The Mukti Fund founded the Queer Youth Theater Fund in 2008 to support the growing field of LGBTQ youth theater, consistently awarding The Theater Offensive the position of managing elements of the PYTA. Now the member groups have chosen The Theater Offensive to house the international organization.
From July 26-29, PYTA directors from across North America will gather at the Boston Center for the Arts for the third annual Mutki Queer Youth Theater Directors’ Retreat. The Theater Offensive staff will lead workshops as well as introduce the first PYTA Programs Coordinator, based at The Theater Offensive. On Thursday evening, True Colors youth will welcome the group to Boston with a performance based on original work by True Colors over the years.
Last fall, The Theater Offensive hosted the first ever Mukti Queer Youth Theater Summit, connecting True Colors youth with youth from theater troupes in Omaha and Pittsburgh to share theatrical techniques, expand their views of queer youth issues, and promote activism and social change through the arts.

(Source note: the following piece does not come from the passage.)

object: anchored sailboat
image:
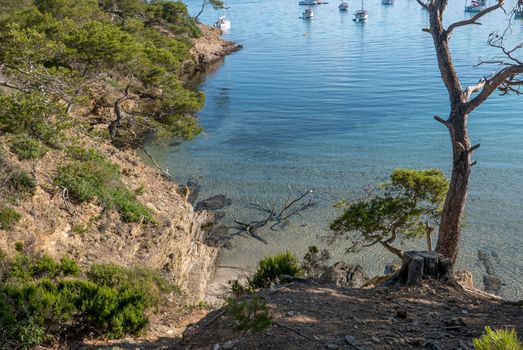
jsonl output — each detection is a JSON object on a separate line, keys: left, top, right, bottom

The Theater Offensive’s history and current programming are rooted in collaboration. The Theater Offensive organizes locally by creating partnerships with community–based organizations, such as BAGLY, HBGC and Boston GLASS, to effectively execute programs that have an impact on audiences, particularly those in Dorchester, Roxbury, Jamaica Plain, and the South End neighborhoods.
The issues and challenges faced by LGBTQ youth have come to the forefront of the national psyche in recent years, and many theaters not dedicated to LGBTQ work have attempted to use theater as a means to address them. The PYTA marks the first time that theaters and organizations from around the nation have had an outlet to deeply share knowledge, resources, and experience with each other and contribute it to the field at large. By coordinating these organizations, recording and sharing the impact of their work, the PYTA is poised to influence the national Theater for Young Audiences field.
The Theater Offensive OUT in Your Neighborhood engages local community members in creating art that gives voice to the diversity of LGBT experience where we live, work and play. TTO’s year-round community-based workshops, intensive engagement with at-risk youth to end bullying, and free street theater performances are focused in Roxbury, Dorchester, Jamaica Plain and the South End.
The Mukti Fund was founded in 1983 by Mike Dively and Marty Dupuis. For its first two decades, the Mukti Fund concenrated its grant-making in the Eastern Caribbean country of St. Kitts and Nevis, where it supported programs to strengthen sustainable development in this newly independent country, with a focus on grants for the preservation and conservation of the country’s environment and its historic and cultural heritage. From 2005 to 2008, the fund supported gay and lesbian youth empowerment. In 2009, the Queer Youth Theater program was started.